Because we are interested only in TEL industry, the rows in the Pattern Basket are manually adjusted (Figure 13(B)) to exposed hidden spatio-temporal patterns: in the early years, Washington D.C. (DC) and Arkansas (AR) had focused on TEL industry and then switched to NON industry in the late 1990s. While decreasingly important in DC and AR, TEL was dominant in Kansas, Colorado, Mississippi, and eventually in Washington. Of course, Telecom industry also exists in many other states (e.g., in California and Virginia), but it has never been a dominant industry in those states, when compared to all technology industries. Interestingly, most of the states involved in the transition of TEL form a geographically contiguous region (i.e., Colorado, Kansas, Arkansas, Mississippi) (Figure 13, right). In early years, these states had a diversified industry mix; eventually, we see two thematic groups with one focused on TEL industry and the other on NON industry.

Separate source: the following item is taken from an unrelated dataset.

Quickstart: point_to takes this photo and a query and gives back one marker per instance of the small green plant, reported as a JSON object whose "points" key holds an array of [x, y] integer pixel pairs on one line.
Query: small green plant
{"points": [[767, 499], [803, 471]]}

Eventually, the combined application of computational methods and human interaction can produce a refined overview of patterns for the entire data. Compared to the view obtained from computational methods alone, the refined overview thematically organizes all patterns (Figure 14, right), exposing insights that were hidden before by presenting them in a more legible manner (e.g., a new insight exposed is that many states switched focus to non-primary-high-tech (NON) industry after 2000, indicating, in a way, the economic recession of 2001–2003). In this way, the synthesis process facilitates effective extraction of unknown, relevant, and potentially useful information from a relatively large data set, often by revealing implicit patterns leading to insights and presenting the complex insights derived in a more illustrative manner.

Figure 14.

Figure 14

Overview of patterns achieved through different approaches. Left: alphabetical ordering, patterns are barely exposed. Middle: computational clustering method is applied and some salient patterns (i.e., red, purple, and blue regions) are exposed. Right: by combining strengths of computational methods and human vision and judgment, the patterns are in a thematic ordering.

Conclusion and Future Research

The exploratory analysis approach for space–time–attribute data presented here provides two major advantages. First, by integrating visual, computational, and cartographic methods, the approach effectively supports the application of overview+detail exploratory analysis to relatively large volumes of space–time–attribute data, achieving a holistic overview of the entire data set as well as detailed views on particular themes and/or subsets of data. Second, by productively coupling visual representation, flexible interaction, and computational methods, our toolkit aids analysts in a process of incremental pattern searching, filtering, and synthesizing; it, thus, has a better chance to find novel, relevant, and potentially useful information.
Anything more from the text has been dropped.